The model then iteratively updates this weights matrix by using an algorithm called gradient descent. In gradient descent a cost or error function is made, which is then minimised using some simple calculus until it converges to a minimum. The raw algorithm is very computationally expensive and not feasible so an L-BFGS algorithm was used which uses Newtonian methods to approximate a Hessian matrix (Jacobian of the gradient vector so think second derivative but as a matrix) of the cost function and minimise the weights.

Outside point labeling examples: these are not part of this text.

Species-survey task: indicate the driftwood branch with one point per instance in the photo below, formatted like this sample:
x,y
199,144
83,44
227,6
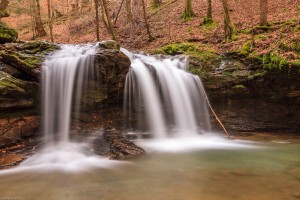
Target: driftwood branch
x,y
217,118
118,13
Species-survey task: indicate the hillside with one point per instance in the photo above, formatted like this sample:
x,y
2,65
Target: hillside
x,y
166,24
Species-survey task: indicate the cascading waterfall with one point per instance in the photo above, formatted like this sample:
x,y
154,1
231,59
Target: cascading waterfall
x,y
61,73
172,99
66,76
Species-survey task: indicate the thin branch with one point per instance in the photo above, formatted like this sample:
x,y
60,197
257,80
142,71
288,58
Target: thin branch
x,y
217,118
118,13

The neural network algorithm performed far better than the linear one with an R^2 of 0.7016 (roughly in line with the best publically available models online). I was particularly relieved that the network managed to predict a value within a reasonable range (around 0-30 PPG which matches with virtually all modern NBA seasons). The ReLu activation function can be thanked for achieving this far more reasonable range.

Adding Team Statistics

At this point I was convinced that I could improve my model, making it the best one available and made some minor tweaks. I decided to experiment with the data as well (and got sucked into another dataframe hellhole) adding and subtracting some variables. Finally it dawned upon me. The biggest difference maker that differentiated my model from the rest was the use of team statistics. Most papers and blog posts out there rely solely on individual production. The reason that team statistics matter is because teammate performance is inherently tied to an individuals performance. If your team averages more assists, expect the scoring to be fairly well spread out with many key contributors. If your team averages a lot of points per game expect a player to average more points per game and lastly if a team plays at a faster pace, that means more potential possessions where the player in question can score. Adding these team statistics to the mix caused the R^2 value to skyrocketed to 0.7981. The same graphs of Steph and LeBron (and some others) over the years began to look significantly more accurate.